For as planned as I try to move, nothing could have prepared me for this particular journey. I didn’t know anyone in San Antonio, except Ovidio Giberga at UTSA, and Brenda Kingery, who is a Chickasaw artist. She’s lived in San Antonio for as long as I can remember, but she spent some time in Okinawa, Japan, and Africa with her late husband.
CK: What are the artworks that’d you like to show me that discuss some of the growth that you’ve experienced as an artist?
CB: Of course. The Keepers of Language is a collage piece. To the right in the composition, I depict Emma McLeod, who is a traditional speaker. She was an early indigenous language influence on me. She would host language lessons every Tuesday while I was in undergraduate school. In the middle, we see Ezra Johnson, who is one of my former students at the Chickasaw Arts Academy. And then on the left is Carlin Thompson. He is the youngest fluent Chickasaw student. These are all people I’ve met and gotten to know very well.

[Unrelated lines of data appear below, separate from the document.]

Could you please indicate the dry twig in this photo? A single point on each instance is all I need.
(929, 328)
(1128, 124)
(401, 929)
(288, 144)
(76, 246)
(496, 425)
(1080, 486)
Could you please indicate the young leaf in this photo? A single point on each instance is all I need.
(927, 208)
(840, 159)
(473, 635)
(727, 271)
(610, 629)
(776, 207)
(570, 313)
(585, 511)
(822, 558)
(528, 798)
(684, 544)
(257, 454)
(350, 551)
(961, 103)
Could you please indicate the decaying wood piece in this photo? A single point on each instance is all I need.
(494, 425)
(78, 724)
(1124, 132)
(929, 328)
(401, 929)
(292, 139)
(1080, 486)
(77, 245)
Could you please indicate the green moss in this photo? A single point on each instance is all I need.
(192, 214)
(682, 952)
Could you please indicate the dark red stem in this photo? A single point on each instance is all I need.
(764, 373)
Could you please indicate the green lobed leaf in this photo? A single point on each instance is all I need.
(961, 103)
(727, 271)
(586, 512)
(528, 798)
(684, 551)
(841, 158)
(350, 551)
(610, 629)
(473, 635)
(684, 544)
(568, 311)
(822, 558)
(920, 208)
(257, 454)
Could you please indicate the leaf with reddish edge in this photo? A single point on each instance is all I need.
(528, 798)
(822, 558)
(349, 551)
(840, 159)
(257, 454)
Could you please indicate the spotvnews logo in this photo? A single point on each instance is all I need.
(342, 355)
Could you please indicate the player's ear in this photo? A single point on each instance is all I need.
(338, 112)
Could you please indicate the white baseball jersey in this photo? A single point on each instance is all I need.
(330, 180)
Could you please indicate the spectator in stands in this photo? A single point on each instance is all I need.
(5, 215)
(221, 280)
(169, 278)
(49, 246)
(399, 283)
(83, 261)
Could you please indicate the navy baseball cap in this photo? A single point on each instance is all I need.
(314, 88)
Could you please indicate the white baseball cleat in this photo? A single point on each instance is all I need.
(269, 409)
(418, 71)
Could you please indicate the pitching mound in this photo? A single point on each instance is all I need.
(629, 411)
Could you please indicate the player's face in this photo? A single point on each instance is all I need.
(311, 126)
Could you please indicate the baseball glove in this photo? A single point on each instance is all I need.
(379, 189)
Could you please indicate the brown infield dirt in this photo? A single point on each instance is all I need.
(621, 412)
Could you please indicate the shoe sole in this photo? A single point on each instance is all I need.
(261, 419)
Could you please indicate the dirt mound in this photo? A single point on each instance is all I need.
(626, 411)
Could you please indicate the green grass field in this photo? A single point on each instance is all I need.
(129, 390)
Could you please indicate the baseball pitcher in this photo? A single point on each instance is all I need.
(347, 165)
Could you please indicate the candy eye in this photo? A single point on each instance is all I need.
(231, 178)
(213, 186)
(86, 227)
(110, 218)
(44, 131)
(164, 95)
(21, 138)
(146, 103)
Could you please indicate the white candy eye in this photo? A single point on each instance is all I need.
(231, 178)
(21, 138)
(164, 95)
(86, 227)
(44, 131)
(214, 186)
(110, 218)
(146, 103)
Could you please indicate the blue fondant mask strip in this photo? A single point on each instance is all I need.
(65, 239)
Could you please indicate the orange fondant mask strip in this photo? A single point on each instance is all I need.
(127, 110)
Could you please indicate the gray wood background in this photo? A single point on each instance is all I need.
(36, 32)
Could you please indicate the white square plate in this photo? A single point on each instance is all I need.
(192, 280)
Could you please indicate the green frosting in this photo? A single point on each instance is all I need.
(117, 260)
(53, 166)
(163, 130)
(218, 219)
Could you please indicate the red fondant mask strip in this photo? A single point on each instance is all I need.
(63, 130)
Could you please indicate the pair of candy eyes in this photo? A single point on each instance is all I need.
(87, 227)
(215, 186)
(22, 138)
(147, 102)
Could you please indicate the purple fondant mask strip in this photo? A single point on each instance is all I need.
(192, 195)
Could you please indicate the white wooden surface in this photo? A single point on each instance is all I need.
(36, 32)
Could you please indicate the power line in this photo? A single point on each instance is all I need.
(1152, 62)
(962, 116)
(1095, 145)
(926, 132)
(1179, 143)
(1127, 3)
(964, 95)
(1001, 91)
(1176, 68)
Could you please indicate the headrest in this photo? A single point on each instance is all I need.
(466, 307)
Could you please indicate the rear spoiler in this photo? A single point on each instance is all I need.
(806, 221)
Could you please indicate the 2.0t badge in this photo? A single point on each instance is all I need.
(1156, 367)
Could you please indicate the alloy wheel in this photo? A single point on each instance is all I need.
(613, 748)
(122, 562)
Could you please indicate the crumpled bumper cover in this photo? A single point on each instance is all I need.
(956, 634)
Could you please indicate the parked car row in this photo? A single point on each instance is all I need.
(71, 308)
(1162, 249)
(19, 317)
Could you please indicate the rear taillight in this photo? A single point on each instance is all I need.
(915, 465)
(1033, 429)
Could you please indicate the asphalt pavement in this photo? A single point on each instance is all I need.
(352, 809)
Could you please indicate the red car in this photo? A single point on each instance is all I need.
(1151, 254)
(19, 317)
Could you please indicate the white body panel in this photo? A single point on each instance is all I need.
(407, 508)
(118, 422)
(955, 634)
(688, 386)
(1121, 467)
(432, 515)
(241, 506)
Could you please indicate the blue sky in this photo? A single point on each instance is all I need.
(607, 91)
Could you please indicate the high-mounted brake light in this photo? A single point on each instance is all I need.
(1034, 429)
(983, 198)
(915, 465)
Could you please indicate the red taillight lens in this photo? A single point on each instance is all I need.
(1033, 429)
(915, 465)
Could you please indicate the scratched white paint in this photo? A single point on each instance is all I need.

CK: Your newer art has taken on a new scale since you first started the MFA program at UTSA. What has this been like?
CB: It’s been great. I go out in nature, and I become this boogeyman in these niches of natural spaces that are scattered throughout the city. They are places of calm between different types of architecture. These spaces, rich with greenery, are where I bring my collaged art, held together by different pieces of tape.
I mostly stay stationary, with my work draped over me. I record myself during this process, where I slowly inch forward to the camera.
When I record myself, I do what I am compelled to do. This has ranged from sitting alarmingly still to shifting in a seated position and adjusting as necessary. Once, I experimented with distance and moved closer to the camera. One rare time, I brought out a ladder and hid it behind me and climbed up the ladder and jumped, all the while still in the form and hiding the ladder. This was when the UTSA campus closed due to an unexpected tragedy, and I felt compelled to intentionally get near and around campus and record.

CK: This is transformative, isn’t it? There’s this idea of you celebrating peace. Watching these videos, I wouldn’t even guess that you are in an urban city.
CB: Yes. I’ve gone out near the UTSA campus intentionally, in areas where there is a lot of greenery, and I get into a meditative state.
CK: In a way, you become this sort of Avatar. Is that what you mean to do?
CB: That is what I want to achieve in this line of experiment. I’m going to keep going out in nature with my large artwork and moving in it. I want to do it until it does not feel right.
CK: I’ve long believed that artists are “master evolvers.” Artists tend to know what works and doesn’t work for them. It sounds like you are comfortable with your art now taking place off of the canvas.
CB: That’s right. But there’s always a possibility of other variables interfering with the art process. I don’t bring my phone with me when I go out. But there was one time when I got a spidey sense type of feeling while being outside, so I packed my work up. When I walked to my car, I saw a City of San Antonio worker car pass by. I figured I probably looked strange to people.

CK: There’s this dual relationship of wanting to experiment with your art but also having to work with the constructs of society, where people have their perspectives of what you look like in public.
CB: Yes. And I try to balance my new work with my old work. Greenwood, Archer & Pine placed third at a People’s Choice Award for a market hosted by the Chickasaw Nation. This piece draws inspiration from Oklahoma’s history, particularly the 1921 Tulsa Race Massacre. The artwork has many layered contexts: it’s about everything from smiling in opposition to references of my father, black cowboys, and funk music, which recalls the GAP Band. GAP represents the streets affected by the riot: Greenwood, Archer and Pine. There’s even innate Indigenous reference with that too, as Greenwood is a notable Chickasaw name. This artwork’s themes range from tragedy to lightheartedness, history and mortality. You can apply any emotion to it.